樓宇之間則在半空搭建層層木橋相連, 錯落有致。
且整個小鎮隻開辟一條山路通向內地, 通關之道層層把關。
花虔覺得十分稀罕。
按理說, 臨海之地的小鎮大多選址建立在入海口處, 都是地勢平坦寬闊、風平浪靜的避風港灣。

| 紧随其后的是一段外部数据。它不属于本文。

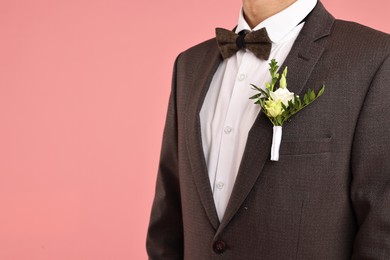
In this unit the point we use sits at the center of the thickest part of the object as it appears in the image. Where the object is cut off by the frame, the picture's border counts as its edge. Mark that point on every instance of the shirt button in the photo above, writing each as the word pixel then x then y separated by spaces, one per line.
pixel 219 247
pixel 241 77
pixel 220 185
pixel 227 129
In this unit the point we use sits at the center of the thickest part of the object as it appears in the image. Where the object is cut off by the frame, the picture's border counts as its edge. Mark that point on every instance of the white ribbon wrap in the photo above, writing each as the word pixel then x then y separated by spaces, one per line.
pixel 276 140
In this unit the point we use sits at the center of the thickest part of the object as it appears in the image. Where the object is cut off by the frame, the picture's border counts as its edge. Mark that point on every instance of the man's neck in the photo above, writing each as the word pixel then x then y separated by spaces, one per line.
pixel 256 11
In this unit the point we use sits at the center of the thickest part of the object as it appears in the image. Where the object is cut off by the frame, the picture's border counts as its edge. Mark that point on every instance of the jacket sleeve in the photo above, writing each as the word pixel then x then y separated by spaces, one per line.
pixel 370 165
pixel 165 232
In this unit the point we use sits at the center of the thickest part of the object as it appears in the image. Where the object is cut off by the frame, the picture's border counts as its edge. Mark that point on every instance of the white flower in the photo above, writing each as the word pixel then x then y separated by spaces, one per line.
pixel 283 95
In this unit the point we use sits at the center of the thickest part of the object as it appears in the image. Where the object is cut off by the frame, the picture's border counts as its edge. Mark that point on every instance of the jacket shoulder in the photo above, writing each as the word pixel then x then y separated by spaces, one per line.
pixel 198 51
pixel 362 37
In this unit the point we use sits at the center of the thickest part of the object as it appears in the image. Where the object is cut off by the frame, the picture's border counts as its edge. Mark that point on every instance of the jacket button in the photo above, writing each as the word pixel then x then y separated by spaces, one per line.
pixel 219 247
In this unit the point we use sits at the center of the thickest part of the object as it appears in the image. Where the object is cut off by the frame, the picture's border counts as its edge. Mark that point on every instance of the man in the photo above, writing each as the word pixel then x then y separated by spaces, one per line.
pixel 218 194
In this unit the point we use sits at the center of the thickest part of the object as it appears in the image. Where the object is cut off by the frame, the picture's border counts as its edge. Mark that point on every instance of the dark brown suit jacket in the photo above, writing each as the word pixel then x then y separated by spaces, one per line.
pixel 329 195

可浮萍鎮卻反其道而行, 建在這陡崖之間, 甚至不惜開山鑿石, 人工建立一處港灣避船, 怎麽看都是費力不討好的事情。
唐瑾望向山下,忽然問道:“你覺得這小鎮像什麽?”
花虔一愣:“像什麽?山寨?”
她記得電視上的山寨都是這種層層交疊的木橋。
唐瑾卻搖了搖頭。
這時付琅已經交接好通關文書,花虔跳下石頭,一行三人朝小鎮走去。
海天交接之間烏雲滾滾猶如遮天蔽日般壓城之勢,即將席卷著風暴而來吞噬一切。
進了小鎮,又是另一番景象。
小鎮的街道上一派祥和,賣著各色精巧舶來物的小攤比比皆是。
花虔見一處小攤上居然還有賣玻璃鏡的,頓時驚訝的跑上前拿起一面鏡子擺弄。
的確是能清晰看清人臉的平面鏡,猶如玻璃一般,並非青玉打磨光滑而成。
“老板,你這是從哪淘來的鏡子?”
攤主見狀笑道:“這姑娘您可真識貨,這可是上好的鮫仙鏡,上個月鮫潮統共就出了這一面。”
花虔困惑:“鮫潮?那是什麽?”
攤主聽到這這話驚訝道:“姑娘是外地人吧。”
見花虔點頭,他才道:“咱們這倒是許久沒來過外地人了,姑娘不知道鮫潮也不奇怪,這是咱們浮萍鎮獨有的奇觀。”
“每年旭海會出現兩次鮫潮,鮫潮乃是鮫人的成人禮。那時鮫人便會從深海入境搏殺,掠奪漁民船夫為食。鮫人凶悍殘忍,原本這一帶的居民都逃光了,後來有一高人教導咱們浮萍鎮的祖先劈山設陣,將鮫人圍入狹道,以機關狩獵,這才堪堪佔了上風,這面鏡子便是從鮫潮中得來的。”